RepeatMasker icon indicating copy to clipboard operation
RepeatMasker copied to clipboard

RepeatMasker running in Docker container fails on MacOS but not on Linux

Open reslp opened this issue 5 years ago • 6 comments

Hi,

I came across a weird problem with Repeatmasker running inside a Docker container. I have been using the https://github.com/Dfam-consortium/TETools container, but this also happens in my own containers as well.

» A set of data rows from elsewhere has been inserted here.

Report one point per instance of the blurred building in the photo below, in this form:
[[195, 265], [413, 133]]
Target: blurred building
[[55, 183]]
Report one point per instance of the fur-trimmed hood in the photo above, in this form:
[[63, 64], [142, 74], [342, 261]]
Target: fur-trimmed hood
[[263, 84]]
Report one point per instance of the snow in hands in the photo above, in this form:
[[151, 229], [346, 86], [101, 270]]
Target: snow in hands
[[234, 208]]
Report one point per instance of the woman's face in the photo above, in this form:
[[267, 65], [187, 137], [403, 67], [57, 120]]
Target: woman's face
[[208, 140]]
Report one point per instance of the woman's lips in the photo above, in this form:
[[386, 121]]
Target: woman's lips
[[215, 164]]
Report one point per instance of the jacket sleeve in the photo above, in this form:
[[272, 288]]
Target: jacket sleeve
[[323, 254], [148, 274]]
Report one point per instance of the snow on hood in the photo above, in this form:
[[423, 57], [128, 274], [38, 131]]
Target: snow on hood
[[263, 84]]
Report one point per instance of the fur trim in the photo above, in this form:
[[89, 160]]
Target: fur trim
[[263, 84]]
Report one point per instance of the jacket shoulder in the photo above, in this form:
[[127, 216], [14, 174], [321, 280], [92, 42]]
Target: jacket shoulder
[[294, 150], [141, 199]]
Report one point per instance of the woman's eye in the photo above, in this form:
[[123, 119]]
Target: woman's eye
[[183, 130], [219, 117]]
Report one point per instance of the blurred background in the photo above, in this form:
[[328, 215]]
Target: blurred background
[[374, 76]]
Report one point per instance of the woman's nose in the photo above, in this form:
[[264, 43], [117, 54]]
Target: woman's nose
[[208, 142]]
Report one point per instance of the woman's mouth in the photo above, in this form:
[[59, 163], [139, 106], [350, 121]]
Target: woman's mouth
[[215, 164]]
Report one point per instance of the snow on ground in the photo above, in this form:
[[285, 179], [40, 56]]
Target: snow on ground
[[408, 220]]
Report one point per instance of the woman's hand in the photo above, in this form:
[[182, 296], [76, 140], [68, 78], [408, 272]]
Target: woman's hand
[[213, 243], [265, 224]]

The problem occurs only when the container is run on MacOS and not on Linux (Ubuntu 18.04). On both systems I use the same container and run the same command to start RepeatMasker:

$ docker run -it --rm -v $(pwd):/data dfam/tetools:1.2
(dfam-tetools /)# RepeatMasker Agyrium_rufum_sorted.fas

On a MacOS host RepeatMasker fails with this output:

RepeatMasker version 4.1.1
Search Engine: NCBI/RMBLAST [ 2.10.0+ ]

Using Master RepeatMasker Database: /opt/RepeatMasker/Libraries/RepeatMaskerLib.h5
  Title    : Dfam
  Version  : 3.2
  Date     : 2020-07-02
  Families : 6,953

Species/Taxa Search:
  Homo sapiens [NCBI Taxonomy ID: 9606]
  Lineage: root;cellular organisms;Eukaryota;Opisthokonta;Metazoa;
           Eumetazoa;Bilateria;Deuterostomia;Chordata;
           Craniata <chordates>;Vertebrata <vertebrates>;
           Gnathostomata <vertebrates>;Teleostomi;Euteleostomi;
           Sarcopterygii;Dipnotetrapodomorpha;Tetrapoda;Amniota;
           Mammalia;Theria <mammals>;Eutheria;Boreoeutheria;
           Euarchontoglires;Primates;Haplorrhini;Simiiformes
  1337 families in ancestor taxa; 8 lineage-specific families

Building general libraries in: /opt/RepeatMasker/Libraries/CONS-Dfam_3.2/general
Building species libraries in: /opt/RepeatMasker/Libraries/CONS-Dfam_3.2/homo_sapiens

analyzing file Agyrium_rufum_sorted.fas
FastaDB::_getFastaRecords: Error could not interpret fasta line correctly ( TGGAACGGCAACGAGATGGATGGCAACAGGTGTCTGAACGGTC )! Check data before proceeding!
FastaDB::_getFastaRecords: Error could not interpret fasta line correctly ( TGGAACGGCAACGAGATGGATGGCAACAGGTGTCTGAACGGTC )! Check data before proceeding!
FastaDB::_getFastaRecords: Error could not interpret fasta line correctly ( TGGAACGGCAACGAGATGGATGGCAACAGGTGTCTGAACGGTC )! Check data before proceeding!
FastaDB::_getFastaRecords: Error could not interpret fasta line correctly ( TGGAACGGCAACGAGATGGATGGCAACAGGTGTCTGAACGGTC )! Check data before proceeding!
FastaDB::_getFastaRecords: Error could not interpret fasta line correctly ( TGGAACGGCAACGAGATGGATGGCAACAGGTGTCTGAACGGTC )! Check data before proceeding!
FastaDB::_getFastaRecords: Error could not interpret fasta line correctly ( TGGAACGGCAACGAGATGGATGGCAACAGGTGTCTGAACGGTC )! Check data before proceeding!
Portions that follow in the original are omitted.